Hi folks, I have a kubernetes infrastucture setup ...
# ask-community
d
Hi folks, I have a kubernetes infrastucture setup with namespace set to
pefect2-worker-dev
[image below]. When I try to execute a flow run in that infrastructure, it gives out the following error.
Copy code
Submission failed. kubernetes.client.exceptions.ApiException: (403) Reason: Forbidden HTTP response headers: HTTPHeaderDict({'Audit-Id': 'e6<<SOME STUFF HERE>>37:14 GMT', 'Content-Length': '330'}) HTTP response body: {"kind":"Status","apiVersion":"v1","metadata":{},"status":"Failure","message":"jobs.batch is forbidden: User \"system:serviceaccount:prefect2-worker-dev:prefect-worker\" cannot create resource \"jobs\" in API group \"batch\" in the namespace \"default\"","reason":"Forbidden","details":{"group":"batch","kind":"jobs"},"code":403}
I am unsure as to what actually determines which namespace the job is created in. [prefect v2.10.4 on python 3.10]
👀 1
d
How do i get the cluster UID? 😅
r
think you have to set it in helm
d
Unsure but the link you have posted seems like different issues. In my usecase, the worker is trying to create a job in the default NS and not the NS I have explicitly provided, which results in an exception because the SA has no access to default NS. My question is why is the SA trying to run the job in
default
NS and not the one I explicitly provided and how do I change it?
r
Yeah I am looking back when I had similar error messages (4/5 months) - at the time my fix was to create a ClusterRoleBinding for the service account
before they introduced what the link said
d
M checking prefect-helm for worker and it does have cluster role binding set by default . https://github.com/PrefectHQ/prefect-helm/blob/main/charts/prefect-worker/templates/rolebinding.yaml
r
I am sure @jawnsy will assist when he is around
👀 1
d
OK Ive run some tests. Deployed 2 set of workers in 2 NS. NS#1: helm_workers [Uses helm deployed workers] NS#2: test_workers [Uses prefect kubernetes manifest command worker] When I only have helm workers it always tries to run jobs in
default
NS no matter what I put in the KubernetesJob during deployment. The deployment being same, when I turn down the helm workers and switch to manifest worker.

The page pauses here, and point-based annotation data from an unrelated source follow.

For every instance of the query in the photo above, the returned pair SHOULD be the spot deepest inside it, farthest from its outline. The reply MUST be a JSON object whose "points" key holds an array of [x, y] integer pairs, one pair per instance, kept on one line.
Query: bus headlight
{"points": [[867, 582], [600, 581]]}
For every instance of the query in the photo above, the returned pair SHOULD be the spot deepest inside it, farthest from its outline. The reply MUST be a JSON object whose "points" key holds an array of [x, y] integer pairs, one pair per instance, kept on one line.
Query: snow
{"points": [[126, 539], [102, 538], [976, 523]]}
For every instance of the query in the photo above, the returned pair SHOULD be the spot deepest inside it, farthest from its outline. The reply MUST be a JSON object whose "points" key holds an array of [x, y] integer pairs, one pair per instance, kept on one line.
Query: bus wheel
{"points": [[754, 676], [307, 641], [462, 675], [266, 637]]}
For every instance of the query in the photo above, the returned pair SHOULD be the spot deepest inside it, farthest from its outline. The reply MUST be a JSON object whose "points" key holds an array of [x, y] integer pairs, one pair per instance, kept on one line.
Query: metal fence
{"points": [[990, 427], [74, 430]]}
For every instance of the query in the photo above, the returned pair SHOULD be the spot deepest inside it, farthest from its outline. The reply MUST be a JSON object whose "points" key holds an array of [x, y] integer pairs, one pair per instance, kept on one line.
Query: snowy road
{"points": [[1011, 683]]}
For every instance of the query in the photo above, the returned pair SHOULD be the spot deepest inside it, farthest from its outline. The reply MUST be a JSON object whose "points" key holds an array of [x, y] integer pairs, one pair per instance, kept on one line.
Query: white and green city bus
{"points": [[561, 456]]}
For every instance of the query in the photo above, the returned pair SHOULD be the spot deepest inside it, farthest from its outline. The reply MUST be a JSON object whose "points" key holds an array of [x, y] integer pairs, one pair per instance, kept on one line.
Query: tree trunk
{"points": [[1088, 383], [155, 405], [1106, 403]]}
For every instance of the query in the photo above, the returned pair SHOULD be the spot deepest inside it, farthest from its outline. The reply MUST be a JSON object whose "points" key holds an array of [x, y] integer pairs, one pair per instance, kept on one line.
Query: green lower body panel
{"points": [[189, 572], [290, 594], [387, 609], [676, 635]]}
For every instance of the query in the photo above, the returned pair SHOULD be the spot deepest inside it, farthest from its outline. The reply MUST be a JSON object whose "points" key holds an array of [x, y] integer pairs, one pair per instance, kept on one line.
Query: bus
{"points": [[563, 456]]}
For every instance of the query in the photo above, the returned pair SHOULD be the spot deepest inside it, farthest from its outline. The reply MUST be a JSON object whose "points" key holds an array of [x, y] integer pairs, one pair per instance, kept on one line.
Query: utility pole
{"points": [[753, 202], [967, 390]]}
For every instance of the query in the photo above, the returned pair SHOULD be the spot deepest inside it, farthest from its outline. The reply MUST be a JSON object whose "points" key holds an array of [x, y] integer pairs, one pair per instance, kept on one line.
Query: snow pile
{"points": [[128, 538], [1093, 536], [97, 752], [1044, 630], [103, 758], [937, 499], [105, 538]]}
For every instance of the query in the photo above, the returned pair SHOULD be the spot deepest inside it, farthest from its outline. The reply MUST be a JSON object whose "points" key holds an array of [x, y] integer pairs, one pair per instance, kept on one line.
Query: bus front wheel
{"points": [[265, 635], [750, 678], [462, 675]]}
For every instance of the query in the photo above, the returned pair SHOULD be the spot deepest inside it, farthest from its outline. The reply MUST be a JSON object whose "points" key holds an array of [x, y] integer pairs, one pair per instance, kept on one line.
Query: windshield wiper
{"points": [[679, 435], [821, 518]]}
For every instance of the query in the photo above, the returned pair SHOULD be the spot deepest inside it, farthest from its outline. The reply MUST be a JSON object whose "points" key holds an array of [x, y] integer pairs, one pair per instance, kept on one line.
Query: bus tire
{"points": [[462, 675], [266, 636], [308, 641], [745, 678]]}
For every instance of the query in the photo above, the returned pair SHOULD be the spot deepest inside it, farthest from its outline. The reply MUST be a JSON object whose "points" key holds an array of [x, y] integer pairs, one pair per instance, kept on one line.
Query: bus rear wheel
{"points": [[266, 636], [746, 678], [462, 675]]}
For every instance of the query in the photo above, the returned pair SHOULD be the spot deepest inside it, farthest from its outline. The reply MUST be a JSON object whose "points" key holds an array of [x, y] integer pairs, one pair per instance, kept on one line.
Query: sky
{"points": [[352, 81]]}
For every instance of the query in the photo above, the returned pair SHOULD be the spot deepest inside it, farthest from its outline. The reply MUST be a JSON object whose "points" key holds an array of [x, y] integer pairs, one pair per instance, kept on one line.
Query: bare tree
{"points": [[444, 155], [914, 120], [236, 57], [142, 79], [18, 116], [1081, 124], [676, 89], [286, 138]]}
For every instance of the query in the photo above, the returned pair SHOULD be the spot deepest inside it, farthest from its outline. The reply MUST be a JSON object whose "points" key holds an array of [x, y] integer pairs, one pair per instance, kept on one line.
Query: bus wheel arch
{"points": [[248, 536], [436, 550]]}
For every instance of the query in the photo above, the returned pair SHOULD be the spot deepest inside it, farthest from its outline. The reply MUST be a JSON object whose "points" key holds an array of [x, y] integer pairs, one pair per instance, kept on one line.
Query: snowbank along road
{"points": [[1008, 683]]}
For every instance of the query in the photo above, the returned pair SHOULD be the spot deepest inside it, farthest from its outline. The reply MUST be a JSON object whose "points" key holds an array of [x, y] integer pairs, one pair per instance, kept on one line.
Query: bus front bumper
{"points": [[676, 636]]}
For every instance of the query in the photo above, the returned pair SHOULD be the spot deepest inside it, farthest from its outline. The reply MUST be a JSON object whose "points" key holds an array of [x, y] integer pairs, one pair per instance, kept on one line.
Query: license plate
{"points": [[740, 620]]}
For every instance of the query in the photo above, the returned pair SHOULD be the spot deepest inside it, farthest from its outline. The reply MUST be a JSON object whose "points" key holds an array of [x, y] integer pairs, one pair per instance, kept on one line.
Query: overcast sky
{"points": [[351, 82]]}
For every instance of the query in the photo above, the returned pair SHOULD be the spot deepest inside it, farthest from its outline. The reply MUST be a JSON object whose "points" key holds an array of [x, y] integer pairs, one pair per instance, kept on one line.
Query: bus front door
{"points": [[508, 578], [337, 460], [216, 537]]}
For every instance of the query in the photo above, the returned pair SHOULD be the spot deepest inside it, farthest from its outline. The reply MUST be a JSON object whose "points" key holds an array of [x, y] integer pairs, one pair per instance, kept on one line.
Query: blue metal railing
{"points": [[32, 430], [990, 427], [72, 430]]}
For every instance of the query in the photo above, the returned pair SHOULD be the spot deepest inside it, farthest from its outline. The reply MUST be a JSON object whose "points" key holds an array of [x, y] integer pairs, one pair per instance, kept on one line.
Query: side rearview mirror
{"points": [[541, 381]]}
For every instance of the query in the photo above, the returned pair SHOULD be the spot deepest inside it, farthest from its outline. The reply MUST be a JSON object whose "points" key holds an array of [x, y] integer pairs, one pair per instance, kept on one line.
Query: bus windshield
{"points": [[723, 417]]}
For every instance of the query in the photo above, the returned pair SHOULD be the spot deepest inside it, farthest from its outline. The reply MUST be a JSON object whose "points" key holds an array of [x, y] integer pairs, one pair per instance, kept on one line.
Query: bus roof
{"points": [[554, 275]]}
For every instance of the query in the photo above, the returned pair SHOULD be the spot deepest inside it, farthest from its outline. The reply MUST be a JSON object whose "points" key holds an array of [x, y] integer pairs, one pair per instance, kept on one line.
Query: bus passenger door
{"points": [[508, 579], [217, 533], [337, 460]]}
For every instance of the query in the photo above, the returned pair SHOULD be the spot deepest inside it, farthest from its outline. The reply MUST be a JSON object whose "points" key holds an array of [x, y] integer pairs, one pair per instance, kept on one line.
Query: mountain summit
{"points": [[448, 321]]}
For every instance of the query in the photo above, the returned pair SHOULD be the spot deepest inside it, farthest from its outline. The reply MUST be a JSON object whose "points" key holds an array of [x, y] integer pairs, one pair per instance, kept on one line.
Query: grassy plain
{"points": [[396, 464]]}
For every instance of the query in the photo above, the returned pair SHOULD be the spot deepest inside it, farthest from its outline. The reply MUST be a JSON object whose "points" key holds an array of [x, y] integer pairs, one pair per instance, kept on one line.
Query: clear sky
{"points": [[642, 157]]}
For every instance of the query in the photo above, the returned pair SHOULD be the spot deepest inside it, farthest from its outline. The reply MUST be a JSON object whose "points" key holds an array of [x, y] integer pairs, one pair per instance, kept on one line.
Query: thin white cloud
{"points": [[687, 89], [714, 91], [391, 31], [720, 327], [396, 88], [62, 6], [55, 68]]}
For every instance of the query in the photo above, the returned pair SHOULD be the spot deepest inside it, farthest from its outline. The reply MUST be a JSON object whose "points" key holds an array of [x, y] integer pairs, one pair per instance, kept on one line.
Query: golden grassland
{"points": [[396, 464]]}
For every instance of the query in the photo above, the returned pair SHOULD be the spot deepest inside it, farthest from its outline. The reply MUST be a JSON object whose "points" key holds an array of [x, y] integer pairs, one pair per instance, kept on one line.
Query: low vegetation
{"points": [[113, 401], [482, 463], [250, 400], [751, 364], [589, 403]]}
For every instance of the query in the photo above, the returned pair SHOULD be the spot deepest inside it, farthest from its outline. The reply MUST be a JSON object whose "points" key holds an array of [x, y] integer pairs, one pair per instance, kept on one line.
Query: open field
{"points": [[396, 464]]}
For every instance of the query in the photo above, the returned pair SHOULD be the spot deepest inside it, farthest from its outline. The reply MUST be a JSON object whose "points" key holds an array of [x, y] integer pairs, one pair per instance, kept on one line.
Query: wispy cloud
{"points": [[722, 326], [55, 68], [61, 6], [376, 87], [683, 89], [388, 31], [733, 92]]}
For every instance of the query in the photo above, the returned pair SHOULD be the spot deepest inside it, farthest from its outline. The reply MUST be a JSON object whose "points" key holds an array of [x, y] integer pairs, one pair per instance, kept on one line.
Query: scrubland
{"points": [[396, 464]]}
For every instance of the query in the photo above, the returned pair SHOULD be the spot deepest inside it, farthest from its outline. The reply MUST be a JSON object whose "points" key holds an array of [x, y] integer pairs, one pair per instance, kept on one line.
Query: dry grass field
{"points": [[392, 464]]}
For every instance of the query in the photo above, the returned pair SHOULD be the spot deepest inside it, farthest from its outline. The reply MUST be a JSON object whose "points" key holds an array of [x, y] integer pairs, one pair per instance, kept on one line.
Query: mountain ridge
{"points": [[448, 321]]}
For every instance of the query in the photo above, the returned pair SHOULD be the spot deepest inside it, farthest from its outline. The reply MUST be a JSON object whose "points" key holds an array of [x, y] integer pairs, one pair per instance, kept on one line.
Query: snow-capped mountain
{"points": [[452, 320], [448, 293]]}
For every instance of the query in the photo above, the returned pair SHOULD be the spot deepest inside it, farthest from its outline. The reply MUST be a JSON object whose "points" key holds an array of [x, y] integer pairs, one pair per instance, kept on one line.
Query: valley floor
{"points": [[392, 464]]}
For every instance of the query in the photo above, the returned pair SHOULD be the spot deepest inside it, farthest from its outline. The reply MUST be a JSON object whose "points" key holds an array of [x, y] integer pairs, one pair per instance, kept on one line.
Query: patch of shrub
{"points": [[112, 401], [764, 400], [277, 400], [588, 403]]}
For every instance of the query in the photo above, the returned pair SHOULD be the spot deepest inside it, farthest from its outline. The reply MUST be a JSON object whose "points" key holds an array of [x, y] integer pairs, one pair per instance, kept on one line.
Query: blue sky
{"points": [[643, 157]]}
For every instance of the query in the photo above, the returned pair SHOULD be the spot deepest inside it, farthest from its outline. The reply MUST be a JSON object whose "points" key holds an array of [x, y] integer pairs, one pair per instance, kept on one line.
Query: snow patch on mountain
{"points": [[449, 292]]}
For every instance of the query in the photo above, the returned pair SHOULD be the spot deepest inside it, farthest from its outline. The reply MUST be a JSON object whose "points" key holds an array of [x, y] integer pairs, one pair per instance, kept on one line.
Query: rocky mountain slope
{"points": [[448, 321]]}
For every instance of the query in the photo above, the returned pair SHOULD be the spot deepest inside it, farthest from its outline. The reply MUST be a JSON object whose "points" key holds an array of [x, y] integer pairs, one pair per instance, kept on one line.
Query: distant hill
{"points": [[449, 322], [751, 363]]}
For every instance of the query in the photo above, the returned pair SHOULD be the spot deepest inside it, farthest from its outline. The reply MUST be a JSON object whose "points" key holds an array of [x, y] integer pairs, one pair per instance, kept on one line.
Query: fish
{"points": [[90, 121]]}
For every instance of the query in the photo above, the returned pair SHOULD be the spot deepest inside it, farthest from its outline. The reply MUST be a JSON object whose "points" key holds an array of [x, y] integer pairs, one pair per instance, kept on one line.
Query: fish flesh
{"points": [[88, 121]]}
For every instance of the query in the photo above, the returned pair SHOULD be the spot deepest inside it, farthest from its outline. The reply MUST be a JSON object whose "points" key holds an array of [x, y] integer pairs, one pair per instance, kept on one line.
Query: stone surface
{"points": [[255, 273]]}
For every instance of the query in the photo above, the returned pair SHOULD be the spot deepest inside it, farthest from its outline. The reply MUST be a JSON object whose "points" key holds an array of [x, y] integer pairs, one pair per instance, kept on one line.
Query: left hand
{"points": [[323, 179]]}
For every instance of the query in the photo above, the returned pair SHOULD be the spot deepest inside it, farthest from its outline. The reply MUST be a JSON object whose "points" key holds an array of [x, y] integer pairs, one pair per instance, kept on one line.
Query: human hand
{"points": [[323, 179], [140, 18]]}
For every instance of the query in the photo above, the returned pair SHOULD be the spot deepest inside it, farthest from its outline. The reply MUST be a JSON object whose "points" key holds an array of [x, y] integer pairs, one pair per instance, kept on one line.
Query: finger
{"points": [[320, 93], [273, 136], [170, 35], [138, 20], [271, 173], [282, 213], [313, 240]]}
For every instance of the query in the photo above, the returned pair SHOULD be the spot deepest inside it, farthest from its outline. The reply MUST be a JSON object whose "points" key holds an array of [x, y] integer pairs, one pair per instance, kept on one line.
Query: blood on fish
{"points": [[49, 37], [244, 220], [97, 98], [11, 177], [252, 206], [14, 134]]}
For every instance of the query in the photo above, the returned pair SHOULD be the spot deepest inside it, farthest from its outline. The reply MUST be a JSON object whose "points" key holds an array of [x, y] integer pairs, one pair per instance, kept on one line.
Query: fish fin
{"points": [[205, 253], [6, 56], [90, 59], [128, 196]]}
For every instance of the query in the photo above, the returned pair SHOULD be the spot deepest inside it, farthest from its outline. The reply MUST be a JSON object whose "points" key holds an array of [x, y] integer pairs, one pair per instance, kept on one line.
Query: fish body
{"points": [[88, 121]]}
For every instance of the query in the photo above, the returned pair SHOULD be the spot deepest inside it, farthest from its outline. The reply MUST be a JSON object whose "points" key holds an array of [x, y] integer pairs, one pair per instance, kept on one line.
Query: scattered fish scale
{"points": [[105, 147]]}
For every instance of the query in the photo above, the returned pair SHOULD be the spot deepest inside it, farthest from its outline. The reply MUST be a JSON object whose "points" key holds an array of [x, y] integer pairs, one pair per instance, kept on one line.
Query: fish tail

The SA automatically picks the NS specified in KubernetesJob during deployment. So either theres something wrong on the helm chart OR I am not deploying helm chart correctly. I use
helm install --namespace=prefect2-worker-dev  --values=./worker.dev.yaml prefect-worker prefect/prefect-worker
to deploy.
j
That’s very strange, the jobs that get created are controlled by the Kubernetes Worker (via KubernetesJob as you say), so as long as they’re set in the worker pool when creating it (and you’re not overriding it in the job you create), see screenshot, they should go to the correct namespace. What version of prefect & prefect-kubernetes do you have?
d
Prefect is 2.10.4
I don't think i use prefct Kubernetes
Yes i just checked my pyproject config doesn't have prefect Kubernetes specified
Copy code
from prefect.infrastructure.kubernetes import KubernetesJob
I am using this as infrastructure.
a
Hey @Deceivious, if you’re using the
KubernetesJob
infrastructure block, then you’ll need to use an agent instead of the Kubernetes worker. You can use the agent prefect helm chart to deploy an agent instead of the worker helm chart.
d
This is a bit confusing to me. New to kuber and helm. But isnt Prefect worker an native concept of Prefect and has nothing to do with Kubernetes ? If I can deploy prefect agent with helm, why is it that deploying worker with helm causes issue?
@alex
a
Workers and agents are Prefect specific concepts. Agents work with infrastructure blocks like the
KubernetesJob
block and poll for flow runs from
prefect-agent
typed work pools. Workers are a newer concept (they’re still in beta), but they are like an agent and an infrastructure block combined and poll for flow runs from typed work pools. All this means that you either need to use a agent + infra block or a worker.
d
Thanks @alex 🫡
s
@alex I'm facing similar issue in my machine where I'm not using any helm chart.can you suggest me a way forward to overcome this error. Submission failed. kubernetes.client.exceptions.ApiException: (403) Reason: Forbidden HTTP response headers: HTTPHeaderDict({'Audit-Id': '85efeb11-33b6-4a58-91ad-d0a60bffce1a', 'Cache-Control': 'no-cache, private', 'Content-Type': 'application/json', 'X-Content-Type-Options': 'nosniff', 'X-Kubernetes-Pf-Flowschema-Uid': '513745c7-aa7c-4245-8349-ec7b488ba2ba', 'X-Kubernetes-Pf-Prioritylevel-Uid': '17e7873d-25c0-45c1-955e-4c4692a6bb21', 'Date': 'Fri, 21 Apr 2023 182518 GMT', 'Content-Length': '311'}) HTTP response body: {"kind":"Status","apiVersion":"v1","metadata":{},"status":"Failure","message":"jobs.batch is forbidden: User \"systemserviceaccountprefect:prefect\" cannot create resource \"jobs\" in API group \"batch\" in the namespace \"default\"","reason":"Forbidden","details":{"group":"batch","kind":"jobs"},"code":403
d
@sjammula If you arent using the helm file but are using the output of
prefect kubernetes manifest agent
, you need to specify which name space to run it in [theres an cli parameter for it]. And when you deploy the flow, you need to ensure that the KubernetesJob has the same namespace.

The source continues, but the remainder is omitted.